To explain the dizzying numbers: One Terrawatt (TW) is 1,000 Gigawatts (GW). One Gigawatt is 1,000 Megawatts (MW). Capacity is measured by output capability, while use is measured by quantity consumed per hour. So a 100MW power plant could supply 100MWH if it ran at 100% capacity for sixty minutes.

For those who forecast big shifts in how the U.S. generates electricity, year-to-year change is disappointingly slow. This is because the net additions to electricity generating capacity each year are only a small fraction of total capacity.

Last year we added 15 GW of net new generating capacity, the biggest in five years including a decent jump in wind and solar. Also notable was the ongoing retirement of coal plants. As the third chart shows, this is likely to continue because older power plants are more likely to be coal-burning. The challenge with wind and solar is that it’s not always windy and sunny, and since commercially viable, large scale storage is still ahead of us, utilization is lower for these categories than others.
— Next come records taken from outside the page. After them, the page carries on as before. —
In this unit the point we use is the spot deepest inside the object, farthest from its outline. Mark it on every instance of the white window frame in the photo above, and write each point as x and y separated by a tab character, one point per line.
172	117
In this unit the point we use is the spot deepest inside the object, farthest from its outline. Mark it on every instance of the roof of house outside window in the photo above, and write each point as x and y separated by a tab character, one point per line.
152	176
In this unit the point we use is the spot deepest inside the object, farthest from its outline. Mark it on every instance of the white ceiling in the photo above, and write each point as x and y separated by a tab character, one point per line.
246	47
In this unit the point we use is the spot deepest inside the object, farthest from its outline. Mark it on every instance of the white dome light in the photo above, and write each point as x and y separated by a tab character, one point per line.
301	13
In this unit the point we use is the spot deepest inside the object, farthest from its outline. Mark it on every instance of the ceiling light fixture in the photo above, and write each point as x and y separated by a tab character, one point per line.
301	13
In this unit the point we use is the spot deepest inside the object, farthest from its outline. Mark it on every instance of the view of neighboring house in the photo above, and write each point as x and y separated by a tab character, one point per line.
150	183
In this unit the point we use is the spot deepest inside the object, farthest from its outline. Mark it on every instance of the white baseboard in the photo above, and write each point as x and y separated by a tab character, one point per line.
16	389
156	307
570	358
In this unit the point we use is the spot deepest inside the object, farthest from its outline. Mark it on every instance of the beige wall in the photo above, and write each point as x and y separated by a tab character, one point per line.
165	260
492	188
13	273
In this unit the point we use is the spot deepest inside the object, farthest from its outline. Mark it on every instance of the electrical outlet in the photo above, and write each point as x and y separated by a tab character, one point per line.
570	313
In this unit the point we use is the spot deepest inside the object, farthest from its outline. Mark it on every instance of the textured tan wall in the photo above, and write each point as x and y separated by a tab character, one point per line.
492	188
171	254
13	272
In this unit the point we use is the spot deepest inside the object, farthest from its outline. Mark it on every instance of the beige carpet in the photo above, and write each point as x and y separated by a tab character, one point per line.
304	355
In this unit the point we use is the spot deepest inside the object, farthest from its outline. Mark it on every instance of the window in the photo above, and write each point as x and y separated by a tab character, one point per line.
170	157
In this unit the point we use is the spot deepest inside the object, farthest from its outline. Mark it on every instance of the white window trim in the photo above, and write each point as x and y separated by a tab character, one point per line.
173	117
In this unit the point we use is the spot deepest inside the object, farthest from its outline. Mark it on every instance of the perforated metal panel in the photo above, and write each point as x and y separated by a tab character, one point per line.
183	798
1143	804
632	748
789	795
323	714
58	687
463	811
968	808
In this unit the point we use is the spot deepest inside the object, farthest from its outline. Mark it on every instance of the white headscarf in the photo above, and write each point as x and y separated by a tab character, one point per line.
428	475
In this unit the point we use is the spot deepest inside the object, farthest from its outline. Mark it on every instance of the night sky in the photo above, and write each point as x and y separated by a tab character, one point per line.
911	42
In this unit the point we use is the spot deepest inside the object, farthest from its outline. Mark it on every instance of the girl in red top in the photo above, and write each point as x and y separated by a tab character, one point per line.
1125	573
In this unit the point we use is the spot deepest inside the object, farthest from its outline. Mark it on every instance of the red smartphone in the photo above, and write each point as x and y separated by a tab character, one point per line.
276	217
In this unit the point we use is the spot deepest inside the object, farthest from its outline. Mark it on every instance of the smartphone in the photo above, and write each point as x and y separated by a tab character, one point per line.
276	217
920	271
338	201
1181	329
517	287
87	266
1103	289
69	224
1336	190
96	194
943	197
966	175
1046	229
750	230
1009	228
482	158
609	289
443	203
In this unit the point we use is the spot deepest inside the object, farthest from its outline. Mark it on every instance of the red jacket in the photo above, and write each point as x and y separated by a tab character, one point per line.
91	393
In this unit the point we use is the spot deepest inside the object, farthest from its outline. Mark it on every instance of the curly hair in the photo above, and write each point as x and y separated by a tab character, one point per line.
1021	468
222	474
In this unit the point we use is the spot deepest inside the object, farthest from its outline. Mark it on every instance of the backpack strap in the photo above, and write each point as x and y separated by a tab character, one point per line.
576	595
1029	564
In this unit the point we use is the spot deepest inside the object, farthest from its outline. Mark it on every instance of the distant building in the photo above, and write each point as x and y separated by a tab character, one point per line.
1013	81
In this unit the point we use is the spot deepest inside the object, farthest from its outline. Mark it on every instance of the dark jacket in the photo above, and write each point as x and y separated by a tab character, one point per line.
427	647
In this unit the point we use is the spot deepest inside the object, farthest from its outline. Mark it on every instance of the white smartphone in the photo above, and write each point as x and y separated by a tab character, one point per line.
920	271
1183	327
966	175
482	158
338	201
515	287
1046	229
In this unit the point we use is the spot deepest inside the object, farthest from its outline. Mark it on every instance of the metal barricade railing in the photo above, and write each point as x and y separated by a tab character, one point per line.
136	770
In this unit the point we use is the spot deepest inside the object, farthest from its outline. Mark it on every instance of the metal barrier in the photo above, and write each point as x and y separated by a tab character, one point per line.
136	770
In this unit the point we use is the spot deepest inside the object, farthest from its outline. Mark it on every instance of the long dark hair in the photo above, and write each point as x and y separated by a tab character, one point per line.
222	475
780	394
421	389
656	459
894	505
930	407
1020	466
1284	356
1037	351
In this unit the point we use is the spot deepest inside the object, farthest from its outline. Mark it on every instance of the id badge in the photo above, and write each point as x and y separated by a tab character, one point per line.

To illustrate how slowly the existing electricity generation capacity changes, consider these figures: total generation capacity is 1.1 TW, or 1,100 GW. Very approximately, 1.1TW of capacity could theoretically produce 9,600 TWH in a year if everything ran at 100% (i.e. 1.1 X 365 days X 24 hours in a day is 9,636). So our consumption means we used 42% of this theoretical capacity. Since power needs fluctuate depending on the time of days as well as the seasons, and facilities need to be shut down for periodic maintenance, the industry is more efficient than this sounds.

But it puts the 15GW of new capacity in perspective since it represents around 1.5% of the installed base.  Even this overstates its impact because of the lower utilization rates of wind and solar.

Change is surely coming to how we source our power. Future generations will almost certainly rely far more heavily on solar. But over the next decade or so, change will appear slow.